Reputacja: 1 Mirekt13 nie jest za bardzo znany
Tobias spojrzał na wysiadających z łodzi mieczników i przeklął w duchu. - Szlag, nie widzę szansy podejść niepostrzeżenie do chat z tą hałastrą. Już miał coś powiedzieć ale Theiss go uprzedziła. Zrobiło się trochę ciszej. Kiedy wszyscy już wysiedli poszedł przodem, dając znak ręką Theiss by szli za nim. Ciało zwierzoczłeka nie było niespodzianką, zwłaszcza z dziurą po bełcie. Tobias próbował odczytać - z położenia rany - z którego kierunku mógł paść strzał.

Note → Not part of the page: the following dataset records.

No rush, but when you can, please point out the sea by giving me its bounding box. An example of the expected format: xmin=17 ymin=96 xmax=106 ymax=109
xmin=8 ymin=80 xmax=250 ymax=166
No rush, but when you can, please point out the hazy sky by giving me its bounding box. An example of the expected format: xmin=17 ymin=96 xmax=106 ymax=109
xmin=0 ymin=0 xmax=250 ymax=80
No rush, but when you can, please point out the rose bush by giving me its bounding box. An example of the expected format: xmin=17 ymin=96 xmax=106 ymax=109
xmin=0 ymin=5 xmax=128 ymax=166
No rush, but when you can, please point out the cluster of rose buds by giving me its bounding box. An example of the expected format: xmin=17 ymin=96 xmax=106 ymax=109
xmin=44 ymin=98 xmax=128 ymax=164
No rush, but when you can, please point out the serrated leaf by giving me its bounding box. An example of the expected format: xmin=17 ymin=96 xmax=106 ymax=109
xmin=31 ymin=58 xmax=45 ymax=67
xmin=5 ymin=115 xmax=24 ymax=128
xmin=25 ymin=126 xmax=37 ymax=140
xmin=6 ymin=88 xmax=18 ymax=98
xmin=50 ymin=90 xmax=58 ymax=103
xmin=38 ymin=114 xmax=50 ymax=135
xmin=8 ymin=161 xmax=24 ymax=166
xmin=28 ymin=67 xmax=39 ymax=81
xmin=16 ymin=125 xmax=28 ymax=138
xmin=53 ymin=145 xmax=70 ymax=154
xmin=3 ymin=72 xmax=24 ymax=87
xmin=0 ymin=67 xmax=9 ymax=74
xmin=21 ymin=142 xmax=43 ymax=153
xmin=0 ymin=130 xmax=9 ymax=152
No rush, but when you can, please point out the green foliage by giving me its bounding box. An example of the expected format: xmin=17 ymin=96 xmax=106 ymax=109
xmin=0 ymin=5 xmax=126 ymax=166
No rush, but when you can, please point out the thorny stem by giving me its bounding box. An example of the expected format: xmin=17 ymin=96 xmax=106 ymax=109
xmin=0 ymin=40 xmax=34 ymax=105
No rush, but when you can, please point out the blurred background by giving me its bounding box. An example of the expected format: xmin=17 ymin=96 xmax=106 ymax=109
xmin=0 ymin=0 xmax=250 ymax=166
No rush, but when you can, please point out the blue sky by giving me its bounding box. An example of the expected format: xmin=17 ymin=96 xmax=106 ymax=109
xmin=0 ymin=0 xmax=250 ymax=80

- To nie na moją głowę - pomyślał. Kiedy dotarli do niego miecznicy i przyglądali się ciału nagle coś usłyszał. Odgłosy, jakby ktoś ostrożnie szedł z przeciwnego kierunku - jeżeli to są zwierzoludzie to ja jestem Nocnym Goblinem - pomyślał Tobias. Dał znać wyprostowaną dłonią, domagając się zupełnej ciszy, a kiedy miecznicy stojący najbliżej niego wraz z Theiss - spoglądając się na niego z wyczekiwaniem - wskazał palcem kierunek skąd dobiegały głosy. Ostrożnie wyjął z kołczanu strzałę i założył na cięciwę. - Chyba lepiej się upewnić czy to nie Nasi - przeszło mu przez myśl po czym przytrzymując łuk i strzałę jedną ręką - drugą wyjął z kieszeni trzy kamienie które wziął ze sobą. Niemo oznajmił dowódczyni mieczników co zamierza uczynić po czym rzucił mocno wszystkie w kierunku skąd 'ktoś' podchodził. Nie mógł nimi oczywiście uczynić krzywdy, ale zmylić już być może tak. A kto wie, może 'ktoś' trafiony wyda jakiś dźwięk i może nie będzie to beczenie zwierzoczłeka. Gdy kamienie były w powietrzu Tobias chwycił lotkę i delikatnie napiął łuk.